Geçirdiği nakil ameliyatının ardından Eylenti, karanlık ortamda zorlukla sol gözü ile görmeye başladı ancak aydınlıkta aşırı kamaşma nedeniyle arzu ettiği rahat görmeye ulaşamadı. Yaşamını annesi Tülay Yıldız'ın desteğiyle sürdüren Eylenti, yemeğini bile karanlık ortamda çarşaf altında yiyor.
Eylenti, yaşadığı sağlık sorunları nedeniyle yıllardır evinden çıkamadığını, hayatını 10 metrekarelik bir odada sürdürdüğünü söyledi. Güneşe baktığında ya da ani parlaklık olduğu zaman gözlerinin çok ağrıdığını belirten Eylenti, "O an sanki gözümün içinde sıcak sular kaynıyor.
Daha küçük yaşta iken biraz da olsa gözlükle dışarı çıkabiliyordum ama artık odamda küçük bir ışık bile olsa gözlerimi açamıyorum. Hastaneye kontrole gitmeden bir hafta önce stres oluyorum. Gözlerimin ağrımaması için ağrı kesici içiyorum. O da benim böbreklerime zarar veriyor." dedi.
Eylenti, annesinin desteği sayesinde bu yaşına kadar gelebildiğini, arkadaşlarıyla sokakta top oynayıp koşturduğu günleri çok özlediğini ifade etti. Tedavi olmayı çok istediğini anlatan Eylenti, şunları kaydetti:
"Artık bu hastalıktan kurtulmak istiyorum. Eskiden biraz da olsa katlanıyordum. Ama artık katlanamıyorum. İnsanlar dışarıda gezip eğlenirken ben burada oturuyorum, bu hoşuma gitmiyor. Sanki hapishanede yaşıyorum. Sabah kalkıyorum ilaçlarımı içemiyorum. Bazen tuvalete bile gidemiyorum. Kendi evimi bile gezemiyorum. Doktorlar, sağ gözüme kornea nakli yapabileceklerini söylüyorlar ama bana ve aileme bir garanti vermiyorlar. Ya o gözümde böyle olursa ve ışıktan rahatsız olmaya devam edersem iyileşme umutlarımı yitiririm. Bana görmemim azalmayacağı konusunda garanti veren bir doktor olursa tedavi olmak istiyorum."
Anne Tülay Yıldız oğlunun gözlerinin yeniden görmesi için doktorların da çok mücadele verdiğini anlattı, "Kornea naklinden sonra da ışığa bakamıyor. 24 saat 4 duvar arasında yaşıyor. Güneş yıllardır bizim evimize girmiyor.
Televizyonun ışığından bile rahatsız olduğu için televizyondaki programları ona ben anlatıyorum. Çocuğunun gözünüzün önünde eriyip gitmesi zor bir durum. Acaba sürekli hayatımız böyle mi devam edecek? Devrim ağrı çekince benim elim ayağım soğuyor, yaşamak istemiyor insan. Kimsenin bu duyguyu yaşamasını istemiyorum." diye konuştu.
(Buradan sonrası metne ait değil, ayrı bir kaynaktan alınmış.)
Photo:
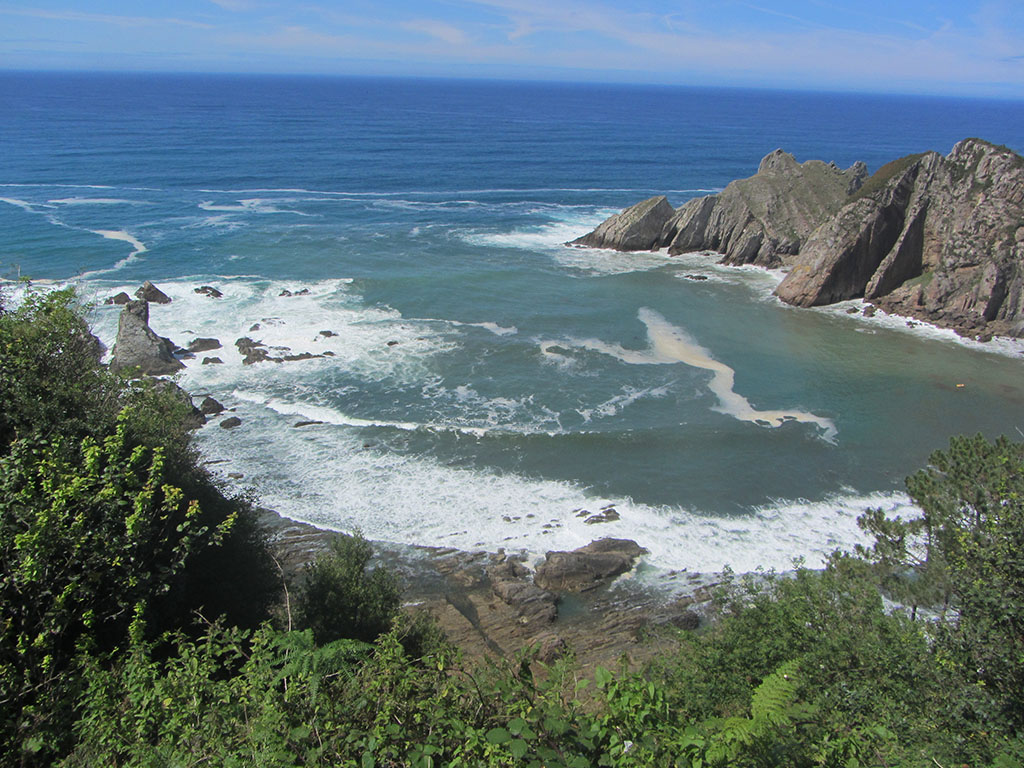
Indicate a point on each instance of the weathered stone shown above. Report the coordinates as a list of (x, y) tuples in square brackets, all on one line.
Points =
[(138, 347), (637, 228), (151, 293), (203, 345), (509, 581), (210, 407), (196, 417), (935, 238), (252, 351), (550, 648), (588, 566)]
Sistinozis Hastaları Derneği Yönetim Kurulu Başkanı Gülnur Gökmen de Devrim Eylenti'nin 15 yaşında çok geç tanı almış bir hasta olduğunu belirterek,
"Bu süreçte hem böbreklerini hem de korneasını maalesef kaybetmiş. Yaklaşık üç yıldır Devrim Eylenti'nin durumundan haberdarız. Aile ile birlikte uzman bir derman arayışındayız.